Token Limit Scanner
The Token Limit Scanner provides robust protection against excessive token usage in LLM prompts. It helps prevent resource exhaustion and potential denial of service attacks by enforcing predetermined token count limits.

Token Limit Scanner workflow using tiktoken library
How It Works
Using the tiktoken library, the scanner accurately calculates token counts for input text.

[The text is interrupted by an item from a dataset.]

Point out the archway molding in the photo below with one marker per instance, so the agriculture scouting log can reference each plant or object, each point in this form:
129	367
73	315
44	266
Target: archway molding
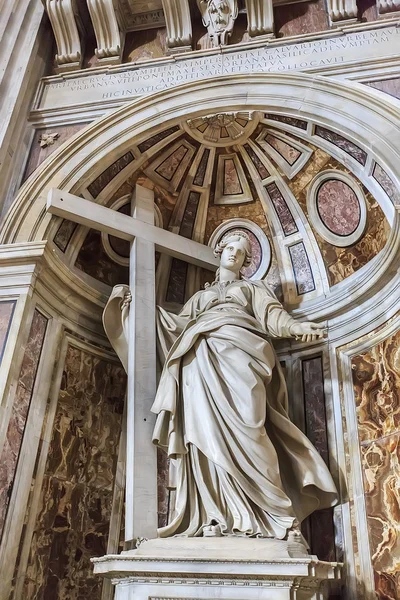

It enforces configurable limits to protect your LLM applications from excessive resource consumption.
Key Features
- Precise token counting using tiktoken
- Configurable token limits
- Support for multiple encoding schemes
- Real-time token analysis
- Compatible with major LLM models
Configuration Options
- Token Limit: Maximum allowed tokens (default: 4096)
- Encoding Name: Supported encodings:
- cl100k_base (for GPT-4, GPT-3.5-turbo)
- p50k_base (for GPT-3)
- r50k_base (for Codex)
Output Format
The scanner returns a tuple containing:
- sanitized_prompt: Original text if within limits
- is_valid: Boolean indicating if token count is within limit
- risk_score: Ratio of actual tokens to limit (0-1)
Token Counting Guide
- ~4 characters per token (English text)
- ~75 words ≈ 100 tokens
- Special characters may use multiple tokens
- Non-English text may have different ratios
Note: Token counting varies by model and encoding scheme. Always use the appropriate encoding for your target LLM to ensure accurate token counting.
Tip: Consider implementing a buffer below the maximum token limit to account for additional tokens that may be added by the model during processing.